2Pourquoi une telle référence à un éventuel miracle ? D’abord parce que le terme renvoie à un phénomène largement inexpliqué, en attente d’une analyse. Ensuite parce qu’il permet de qualifier un processus qui semble revêtir une portée éminemment positive : « contre toute attente », une « merveille » a été produite dans les « mâchoires d’une force brutale et absolue » (Ibid. : 8). Des parcelles familiales de l’arrière-pays jamaïcain aux religions afro-brésiliennes et afro-cubaines, de la musique de jazz de la Louisiane à la vitalité de la peinture haïtienne ou à la conscience historique des Marrons du Surinam (ce sont là les exemples énumérés par Michel-Rolph Trouillot), « les manifestations des cultures afro-américaines nous apparaissent comme le produit d’un perpétuel miracle ». 

(début de l’introduction au numéro)

Jean-Luc Bonniol

 

A propos de Jean-Luc Bonniol

Jean-Luc Bonniol est anthropologue et historien. Il est professeur émérite d’anthropologie à Aix-Marseille Université, membre du Centre Norbert Elias (UMR 8562 du CNRS). Il travaille à la Maison Méditerranéenne des Sciences de l’Homme (Aix-en-Provence), après avoir enseigné de 1973 à 1982 à l’Université Antilles-Guyane, résidant successivement en Guadeloupe et en Martinique. Il est membre du Comité International des Etudes Créoles et du Conseil de rédaction de la revue L’Homme.

Son terrain principal, en tant qu’anthropologue,  a concerné les sociétés créoles, et de manière privilégiée les Antilles de colonisation française. Partant du cas spécifique de petites populations insulaires (Terre-de-Haut des Saintes, la Désirade), il  a poursuivi une réflexion au long cours sur l’objet  « racial » et la persistance des modes coloniaux de catégorisation dans les sociétés post-esclavagistes. Il a, dans cette ligne, abordé le thème du « métissage », envisagé tant du côté de la  dynamique des populations (saisie au travers des faits d’alliance et de procréation) que de ses représentations, tout en étendant sa réflexion au domaine du mélange culturel, ce qui l’a conduit à aborder au niveau théorique le thème de la « créolisation ». L’empreinte « colorée » de l’esclavage l’a également orienté, concurremment à la montée actuelle de fortes préoccupations sociales et identitaires à la fin des années 1990, vers la thématique de la mémoire de l’esclavage et, plus généralement, des représentations du passé.

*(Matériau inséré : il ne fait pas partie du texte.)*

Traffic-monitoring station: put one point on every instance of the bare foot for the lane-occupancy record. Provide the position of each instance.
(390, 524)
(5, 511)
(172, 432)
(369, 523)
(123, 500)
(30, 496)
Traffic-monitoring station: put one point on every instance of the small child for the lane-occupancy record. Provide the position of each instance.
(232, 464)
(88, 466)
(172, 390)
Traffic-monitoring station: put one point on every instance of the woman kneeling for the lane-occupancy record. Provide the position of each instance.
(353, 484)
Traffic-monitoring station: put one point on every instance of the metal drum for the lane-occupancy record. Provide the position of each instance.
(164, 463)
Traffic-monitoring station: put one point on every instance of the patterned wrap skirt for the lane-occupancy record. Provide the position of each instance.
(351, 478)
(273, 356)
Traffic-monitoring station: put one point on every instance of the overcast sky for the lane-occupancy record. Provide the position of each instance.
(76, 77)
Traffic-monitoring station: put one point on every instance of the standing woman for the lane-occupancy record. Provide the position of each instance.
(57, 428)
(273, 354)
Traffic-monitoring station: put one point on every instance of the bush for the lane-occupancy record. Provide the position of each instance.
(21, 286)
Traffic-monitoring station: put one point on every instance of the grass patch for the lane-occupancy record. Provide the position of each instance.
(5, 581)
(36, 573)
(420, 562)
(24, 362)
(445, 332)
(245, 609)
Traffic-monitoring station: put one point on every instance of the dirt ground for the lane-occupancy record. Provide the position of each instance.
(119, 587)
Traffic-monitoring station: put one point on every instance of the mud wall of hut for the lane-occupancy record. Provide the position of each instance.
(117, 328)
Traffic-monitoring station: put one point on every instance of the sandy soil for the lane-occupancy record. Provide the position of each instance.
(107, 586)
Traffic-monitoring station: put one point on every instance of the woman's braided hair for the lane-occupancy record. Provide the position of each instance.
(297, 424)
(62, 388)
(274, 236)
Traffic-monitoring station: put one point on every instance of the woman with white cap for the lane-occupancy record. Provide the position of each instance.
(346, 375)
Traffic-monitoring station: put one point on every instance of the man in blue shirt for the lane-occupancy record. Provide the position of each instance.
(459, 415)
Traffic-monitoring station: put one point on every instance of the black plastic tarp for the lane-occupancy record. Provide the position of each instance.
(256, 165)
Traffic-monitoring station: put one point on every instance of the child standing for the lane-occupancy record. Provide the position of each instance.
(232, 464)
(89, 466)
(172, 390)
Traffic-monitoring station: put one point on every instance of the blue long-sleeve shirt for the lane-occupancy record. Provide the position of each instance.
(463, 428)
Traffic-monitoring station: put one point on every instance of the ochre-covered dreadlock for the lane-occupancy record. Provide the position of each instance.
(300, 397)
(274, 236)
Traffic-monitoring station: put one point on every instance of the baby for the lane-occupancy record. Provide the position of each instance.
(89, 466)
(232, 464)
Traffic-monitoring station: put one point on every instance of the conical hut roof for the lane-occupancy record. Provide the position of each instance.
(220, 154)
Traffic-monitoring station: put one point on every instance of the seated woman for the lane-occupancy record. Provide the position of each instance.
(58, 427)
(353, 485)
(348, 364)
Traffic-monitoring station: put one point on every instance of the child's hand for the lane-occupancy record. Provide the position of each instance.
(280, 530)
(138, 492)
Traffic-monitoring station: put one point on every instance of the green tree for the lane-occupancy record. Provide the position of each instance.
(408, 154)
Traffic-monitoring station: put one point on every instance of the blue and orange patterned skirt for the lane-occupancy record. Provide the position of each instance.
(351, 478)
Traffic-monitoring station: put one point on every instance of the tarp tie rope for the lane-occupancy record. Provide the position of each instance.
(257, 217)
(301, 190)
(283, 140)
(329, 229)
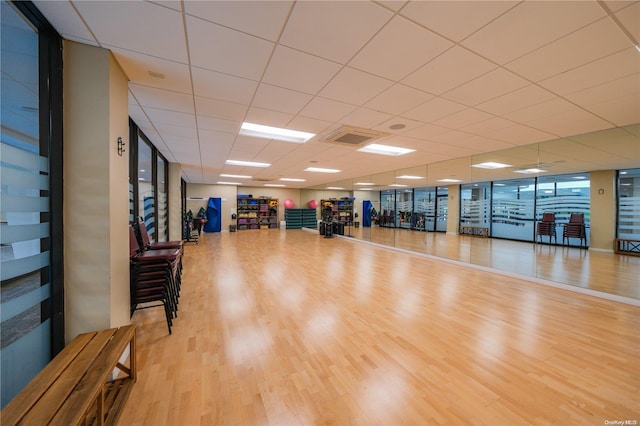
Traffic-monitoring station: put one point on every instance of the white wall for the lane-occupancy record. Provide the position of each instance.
(96, 191)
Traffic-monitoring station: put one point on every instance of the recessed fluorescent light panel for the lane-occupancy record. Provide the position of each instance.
(376, 148)
(321, 170)
(236, 176)
(530, 171)
(409, 177)
(268, 132)
(491, 165)
(246, 163)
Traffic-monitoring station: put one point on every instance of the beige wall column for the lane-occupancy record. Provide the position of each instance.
(453, 213)
(603, 210)
(96, 195)
(175, 202)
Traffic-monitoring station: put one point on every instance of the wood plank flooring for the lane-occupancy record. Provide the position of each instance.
(603, 272)
(289, 328)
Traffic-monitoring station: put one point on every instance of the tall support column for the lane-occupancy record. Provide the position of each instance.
(96, 203)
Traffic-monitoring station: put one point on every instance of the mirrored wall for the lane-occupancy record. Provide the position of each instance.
(490, 209)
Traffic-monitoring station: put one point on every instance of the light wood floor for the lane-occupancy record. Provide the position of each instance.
(602, 272)
(289, 328)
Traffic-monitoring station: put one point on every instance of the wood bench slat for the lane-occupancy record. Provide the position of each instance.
(17, 408)
(55, 397)
(91, 384)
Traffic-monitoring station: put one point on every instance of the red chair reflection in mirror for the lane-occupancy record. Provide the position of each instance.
(575, 229)
(547, 227)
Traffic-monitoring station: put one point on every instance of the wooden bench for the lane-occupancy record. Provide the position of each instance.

Parmi ses publications, on peut citer :

1980 Terre-de-Haut des Saintes. Contraintes insulaires et particularisme ethnique dans la Caraïbe, Paris, Editions Caribéennes

1992 La couleur comme maléfice. Une illustration créole de la généalogie des « Blancs»  et des « Noirs », Paris, Albin Michel

2001 (ed.) Paradoxes du métissage, Paris, Editions du CTHS

2004 (ed., avec Maryline Crivello) Façonner le passéReprésentations et cultures de l’histoire (XVIe-XXIe siècle), Aix-en-Provence, Publications de l’Université de Provence.

2011 « Trois mois de lutte en Guadeloupe », Les Temps Modernes, 662-663, p. 82-113

Il est l’auteur de plusieurs entrées du récent Dictionnaire historique et critique du racisme (Pierre-André Taguieff, dir., Paris, PUF, 2013). Il vient de coordonner le dernier numéro de la revue L’Homme (207-208, 2013/3), principale revue française d’anthropologie, intitulé « Un miracle créole ? »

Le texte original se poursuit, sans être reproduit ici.